In allen anderen Gesellschaften, also in den demokratischen Staaten, braucht es allerdings Satire, und vor allem auch den Diskurs, den Satire über sich selbst hervorruft. „Die Satire beißt, lacht, pfeift und trommelt die große, bunte Landsknechttrommel gegen alles, was stockt und träge ist.“, schrieb bereits Kurt Tucholsky und erkannte dabei die wichtige Funktion der Satire, eine Gesellschaft zu mobilisieren und voranzubringen. Dabei kontrolliert bei weitem nicht die Gesellschaft die Satire, sondern die Satire kontrolliert die Gesellschaft und versucht zu definieren, was Gesellschaft darf und was nicht. Satire selbst ist, per Definition, ein Graubereich, der von Grenzüberschreitungen lebt – Satire hat als Aufgabe, Grenzen der Gesellschaft zu überschreiten, mit diesen Grenzüberschreitungen zu schocken und diesen Schock über Lacher zu kompensieren.

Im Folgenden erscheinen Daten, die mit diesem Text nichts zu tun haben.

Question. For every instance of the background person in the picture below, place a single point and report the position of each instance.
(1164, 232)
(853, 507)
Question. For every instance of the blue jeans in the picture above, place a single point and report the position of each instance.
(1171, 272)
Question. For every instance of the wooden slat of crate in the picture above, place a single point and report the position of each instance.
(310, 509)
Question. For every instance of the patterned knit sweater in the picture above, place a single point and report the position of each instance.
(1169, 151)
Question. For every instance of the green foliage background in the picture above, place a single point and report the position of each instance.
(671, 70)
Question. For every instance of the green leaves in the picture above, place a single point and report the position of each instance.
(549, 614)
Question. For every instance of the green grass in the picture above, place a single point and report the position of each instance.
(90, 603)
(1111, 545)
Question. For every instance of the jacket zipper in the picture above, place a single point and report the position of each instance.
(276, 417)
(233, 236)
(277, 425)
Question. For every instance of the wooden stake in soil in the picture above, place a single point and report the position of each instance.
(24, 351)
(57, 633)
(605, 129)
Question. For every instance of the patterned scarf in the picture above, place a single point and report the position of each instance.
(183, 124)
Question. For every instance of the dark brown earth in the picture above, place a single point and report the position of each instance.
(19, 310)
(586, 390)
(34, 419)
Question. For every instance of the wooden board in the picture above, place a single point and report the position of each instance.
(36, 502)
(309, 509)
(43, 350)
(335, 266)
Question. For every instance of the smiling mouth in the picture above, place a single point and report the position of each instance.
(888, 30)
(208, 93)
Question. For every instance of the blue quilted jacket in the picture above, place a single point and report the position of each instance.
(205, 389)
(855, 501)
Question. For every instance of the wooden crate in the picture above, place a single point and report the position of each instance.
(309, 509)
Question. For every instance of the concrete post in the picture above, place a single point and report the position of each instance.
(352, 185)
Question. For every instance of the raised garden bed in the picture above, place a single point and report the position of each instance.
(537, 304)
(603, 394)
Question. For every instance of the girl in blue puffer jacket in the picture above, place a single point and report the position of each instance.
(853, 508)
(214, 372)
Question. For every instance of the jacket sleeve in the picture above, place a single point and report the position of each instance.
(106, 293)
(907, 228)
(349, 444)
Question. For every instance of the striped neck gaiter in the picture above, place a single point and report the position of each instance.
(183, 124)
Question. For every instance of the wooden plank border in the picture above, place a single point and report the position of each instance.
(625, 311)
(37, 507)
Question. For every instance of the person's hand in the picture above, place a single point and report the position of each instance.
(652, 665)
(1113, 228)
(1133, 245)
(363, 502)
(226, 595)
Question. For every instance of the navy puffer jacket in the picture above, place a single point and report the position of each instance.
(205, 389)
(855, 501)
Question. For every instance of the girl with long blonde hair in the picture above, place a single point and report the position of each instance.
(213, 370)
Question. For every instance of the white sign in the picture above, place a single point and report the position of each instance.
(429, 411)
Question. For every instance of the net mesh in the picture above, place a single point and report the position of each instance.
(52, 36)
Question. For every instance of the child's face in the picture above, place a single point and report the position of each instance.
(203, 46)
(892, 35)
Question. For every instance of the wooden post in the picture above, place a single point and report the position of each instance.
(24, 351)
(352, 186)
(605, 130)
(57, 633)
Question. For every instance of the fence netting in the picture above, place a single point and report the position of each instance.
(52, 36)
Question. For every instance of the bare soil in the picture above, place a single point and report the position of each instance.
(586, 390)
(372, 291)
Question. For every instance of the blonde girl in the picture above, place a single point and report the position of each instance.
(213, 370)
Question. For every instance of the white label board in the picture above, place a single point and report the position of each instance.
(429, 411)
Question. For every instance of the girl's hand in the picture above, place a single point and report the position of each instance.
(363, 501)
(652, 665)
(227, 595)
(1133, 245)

Zu fragen, was Satire darf, ist also vergleichbar damit, zu fragen, ob ein Messer schneidet oder auch wie Kunst aussehen soll. Ein Messer schneidet, und es ist müßig, das zu debattieren. Erst über das Schneiden wird ein Messer zu einem Messer. Kunst sieht aus, ohne sich an Vorgaben darüber zu halten, wie Kunst aussehen darf – erst dadurch wird Kunst zu Kunst.

Zu fragen „Was darf Satire?“ ist also die falsche Frage – denn Satire darf nichts. Und tut es trotzdem.